I've gotten private messages with the new TUG market place.  I cilck on them and when I get off the sight, I can't get them back.  What am I doing wrong??????


----------



## Makai Guy (Jul 28, 2008)

rynker said:


> I've gotten private messages with the new TUG market place.  I cilck on them and when I get off the sight, I can't get them back.  What am I doing wrong??????



Are you looking here in the BBS private messages?   That's not where you'll find them - the Marketplace ads are a separate system.

Go *here* (you'll have to log in if you're not logged into the Members-only access system at the moment).  In the Timeshare Marketplace, click on the appropriate Ads You Placed link - I believe you should be able to find all the messages for each ad from there.


----------



## TUGBrian (Jul 28, 2008)

there is also a link in the email you recieved about the ad message that takes you to the marketplace.

as stated above...there is no link between the timeshare marketplace and the TUGBBS forums.


----------



## rynker (Jul 28, 2008)

I'm feeling really ignorant now!  I've done what you've told me, and I still can't pull up my old messages for my ad.  I know I can't get them on the old forum.  I got the messages for the first time on my e-mail, and now can't get them back.  Is there a place that says to retreive past messages?  Am I blind?


----------



## TUGBrian (Jul 28, 2008)

you go here

http://ads.tug2.net

it takes you to the homepage of the timeshare marketplace.

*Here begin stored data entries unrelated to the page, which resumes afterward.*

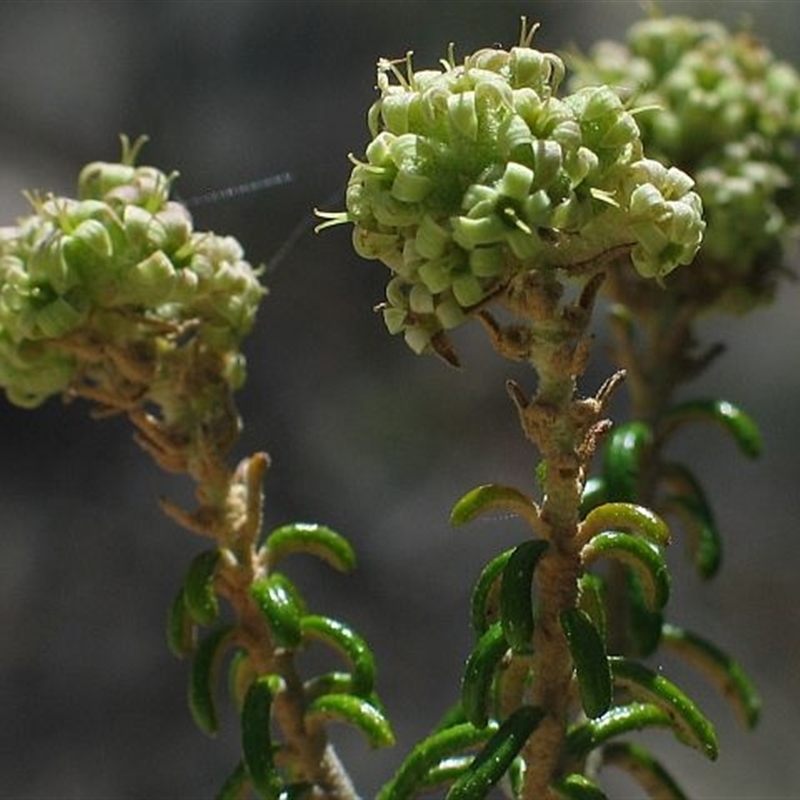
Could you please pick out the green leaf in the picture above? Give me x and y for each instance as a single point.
(493, 497)
(181, 630)
(497, 755)
(277, 599)
(516, 590)
(590, 659)
(626, 517)
(646, 559)
(731, 418)
(626, 452)
(203, 677)
(429, 754)
(256, 735)
(722, 671)
(353, 710)
(200, 597)
(237, 786)
(485, 603)
(343, 639)
(688, 502)
(689, 723)
(591, 599)
(617, 721)
(644, 769)
(594, 495)
(578, 787)
(476, 685)
(317, 540)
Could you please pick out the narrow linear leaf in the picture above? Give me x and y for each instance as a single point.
(485, 603)
(277, 599)
(355, 711)
(626, 453)
(203, 677)
(591, 599)
(479, 672)
(688, 502)
(494, 497)
(626, 517)
(690, 725)
(722, 671)
(578, 787)
(316, 540)
(644, 769)
(497, 755)
(618, 721)
(594, 494)
(429, 753)
(728, 416)
(257, 736)
(347, 642)
(181, 629)
(237, 786)
(516, 594)
(591, 661)
(200, 597)
(646, 559)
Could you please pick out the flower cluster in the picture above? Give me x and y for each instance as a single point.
(122, 258)
(728, 112)
(479, 171)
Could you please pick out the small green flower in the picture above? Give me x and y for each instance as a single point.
(721, 107)
(120, 264)
(478, 171)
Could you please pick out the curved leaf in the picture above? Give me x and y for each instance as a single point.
(317, 540)
(346, 641)
(688, 502)
(237, 786)
(646, 559)
(479, 672)
(689, 723)
(494, 497)
(181, 629)
(721, 670)
(590, 659)
(199, 595)
(430, 753)
(730, 417)
(276, 596)
(497, 755)
(578, 787)
(256, 735)
(355, 711)
(625, 456)
(644, 769)
(516, 590)
(626, 517)
(203, 677)
(589, 735)
(485, 603)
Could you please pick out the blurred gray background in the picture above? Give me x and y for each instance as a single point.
(364, 436)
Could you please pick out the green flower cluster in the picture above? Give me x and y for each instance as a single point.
(728, 113)
(118, 264)
(479, 171)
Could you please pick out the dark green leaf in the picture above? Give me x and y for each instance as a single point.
(497, 755)
(590, 659)
(689, 723)
(349, 644)
(516, 600)
(479, 672)
(203, 677)
(316, 540)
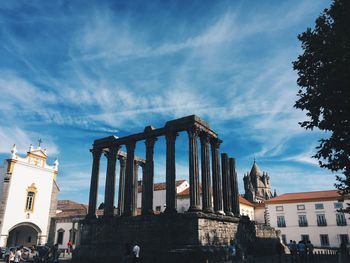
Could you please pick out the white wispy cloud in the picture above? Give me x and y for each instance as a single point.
(23, 139)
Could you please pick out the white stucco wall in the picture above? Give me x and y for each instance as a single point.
(23, 176)
(247, 211)
(293, 231)
(259, 213)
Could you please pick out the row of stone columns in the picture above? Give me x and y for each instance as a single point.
(219, 193)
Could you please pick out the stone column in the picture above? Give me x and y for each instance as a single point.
(111, 155)
(96, 154)
(226, 186)
(121, 194)
(148, 178)
(234, 188)
(170, 173)
(136, 188)
(206, 181)
(193, 169)
(217, 186)
(77, 237)
(129, 180)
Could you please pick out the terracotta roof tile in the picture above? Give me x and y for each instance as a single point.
(242, 200)
(160, 186)
(306, 197)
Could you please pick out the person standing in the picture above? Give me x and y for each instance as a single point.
(70, 247)
(18, 255)
(136, 253)
(310, 251)
(12, 255)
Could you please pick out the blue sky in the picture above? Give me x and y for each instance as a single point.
(74, 71)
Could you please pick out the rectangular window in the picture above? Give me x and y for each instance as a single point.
(302, 220)
(344, 239)
(30, 201)
(338, 205)
(341, 220)
(300, 207)
(284, 239)
(60, 237)
(281, 221)
(279, 208)
(319, 206)
(305, 238)
(324, 240)
(321, 220)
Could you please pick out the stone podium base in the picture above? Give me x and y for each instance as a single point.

if you are logged in...there are links at the top that will be clickable  (if they are greyed out...you need to click the login button)

the link you want to click is "ads youve placed"...which is the link that doug provided above.

from there you will see every one of your ads posted...and there is a column in each ad for "msgs"...it will have a 0 in it normally...or a number indicating how many messages you have.

simply click the number.


----------